I ploughed through Marvel: The End yesterday afternoon. What to say? 2003 bumpf from Jim Starlin. It's part cheesy shitfest, part high Starlin cosmic magnificence.
I enjoyed it.
Here's what it's about...
There's this source of energy called "The Heart of The Universe" which these alien dudes keep in a big spaceship. An old pharoah gets zapped up to their ship and is filled with the heart of the universe. This turns him into a bonkers Space Pharaoh...
He pitches up on present day earth, KILLS most of the superheroes, nailing them up on floating pink force field crucifixes...
He then transports all the World leaders to his space pyramid...
and, emerging from what appears to be an Egyptian ladies public toilet...
...informs everybody that he now rules the earth.
It's not all bad though...
Not nice enough for Doctor Doom though, or Thanos, both of whom want the heart of the universe for themselves! Doom sets out to fuck up da pharaoh by travelling back in time to shoot him...
while Thanos recruits the Defenders to launch a raid on the spaceship that contains the heart of the universe...

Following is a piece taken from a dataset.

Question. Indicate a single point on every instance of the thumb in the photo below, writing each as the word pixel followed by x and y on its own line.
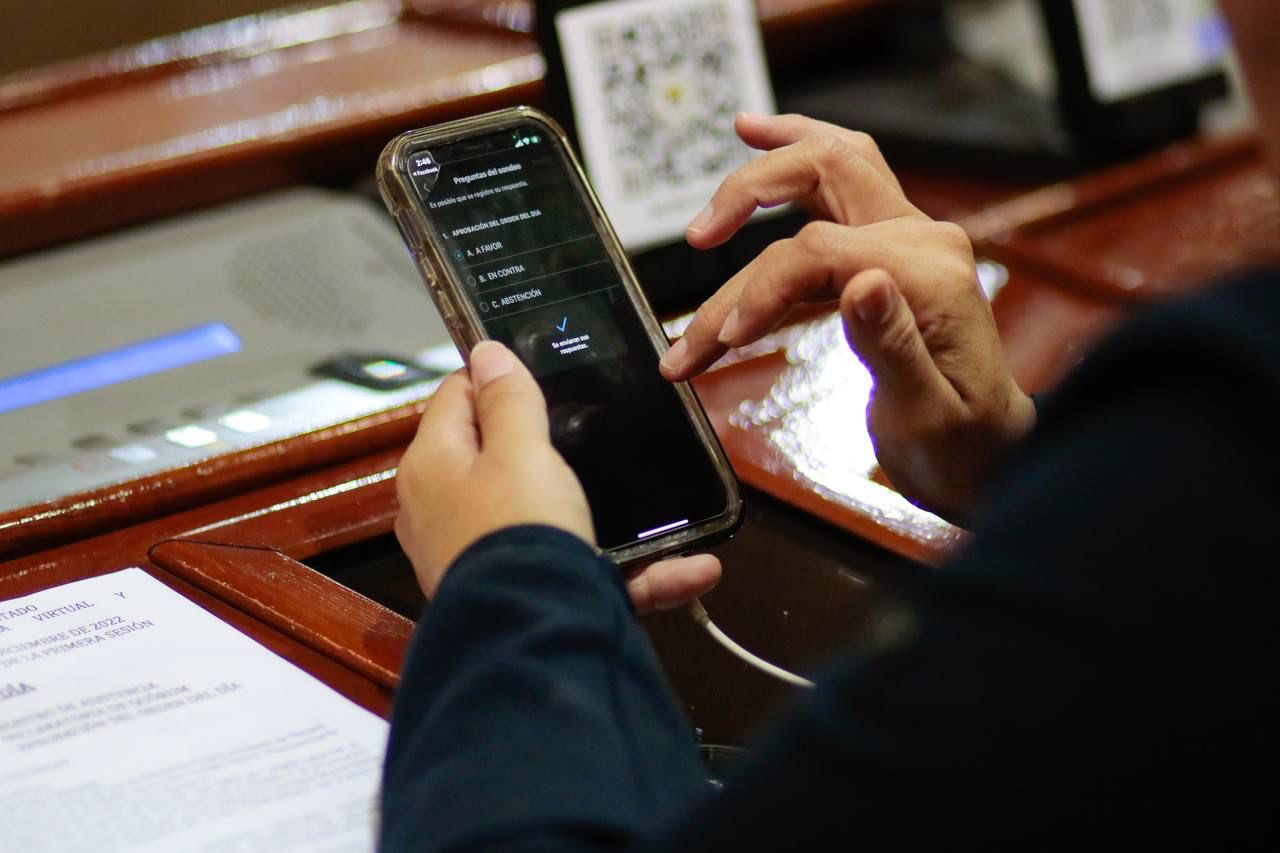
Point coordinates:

It's all a bit mad. Mad, but beautiful, because this is where the Starlin magnificence comes in! My shitty scanner can't do that double page spread justice, but when you've got it in your hands! WOW! It's truly, truly gobsmacking - all that spaceship, all those stars, the beams of energy shooting out the various funnels. Topola!!! And it's one of a TON of gorgeous cosmic splashes in this six-parter. Gold baby, GOLD!
Anyway, while Thanos and Doom are plotting their attacks, the various gods of the Marvel Universe get together to form a plan to stop Space Pharaoh. It's at this moment that we realise just how powerful the dude is, because he gets wind of this and fucks all the gods up on the spot!

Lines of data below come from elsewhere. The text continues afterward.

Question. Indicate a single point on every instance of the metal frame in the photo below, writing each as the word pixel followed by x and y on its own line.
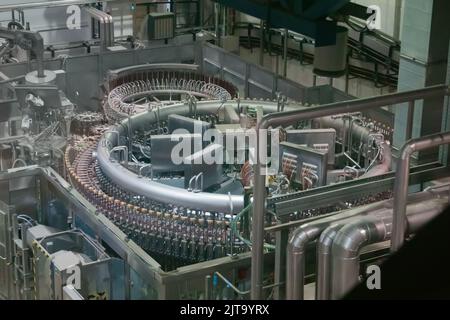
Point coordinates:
pixel 259 203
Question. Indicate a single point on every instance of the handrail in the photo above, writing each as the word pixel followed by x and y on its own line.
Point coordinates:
pixel 290 117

I say total, but he's not completely successful as Thor and Zeus escape to recruit Infinity and Eternity.
Told you it was mental.
Meanwhile, Thanos and The Defenders get scrapping with the aliens on the big phallic Starlin spaceship. While The Defenders are all busy smashing aliens and robots, sneaky Thanos dives into the heart of the universe, absorbing its power and becoming numero fucking uno power in the whole Marvel U!

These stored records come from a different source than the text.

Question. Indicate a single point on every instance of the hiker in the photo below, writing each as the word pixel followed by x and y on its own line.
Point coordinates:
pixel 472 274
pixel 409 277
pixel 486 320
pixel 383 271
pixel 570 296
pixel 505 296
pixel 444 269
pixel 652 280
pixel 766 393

He travels back in time to where Doom is about to get fucked over by the Space Pharoah (who, it turns out, knew Doom was coming and has travelled back in time to stop Doom from assassinating him by assassinating Doom - headfuuuuuuuuuuuuuck!!!!!!!!!), and, after a classic no-but-yeah-but-no moment...
...new improved omnipotent Thanos whips Space Pharoah off and turns him into a butterfly, (honestly), before travelling even further back in time to track down the aliens who originally tracked down the heart of the universe and destroy them before they could find it, thus ensuring his place as the unquestionable, all-powerful king of everything.
It's very confusing and, to be honest, once the Space Pharaoh's out of the picture it all gets a bit slow and metaphysical. Which is fine I suppose, but the fun sort of withers away. There's still time for a couple of awesome Starlin double page splashes of Thanos getting ready to engage EVERYONE in the Marvel U, (they all come back to life once Thanos changes history you see?). Then Adam Warlock turns up in the void and (blah-de-blah) convinces Thanos to see the error of his ways. Thanos destroys himself and woop-de-do, everything's back to normal.
Like I say, quite a fun little mini series, even if it does disappear up its own trippy arse towards the end. Worth picking up (if you see it cheap) for the Starlin art which is spectacular in places. Plus, you know - SPACE PHAROAH!
Oh, and it's got Hulk Smash in it too, which is always infinitely preferable to intelligent talky-talky Hulk as we all jolly well know.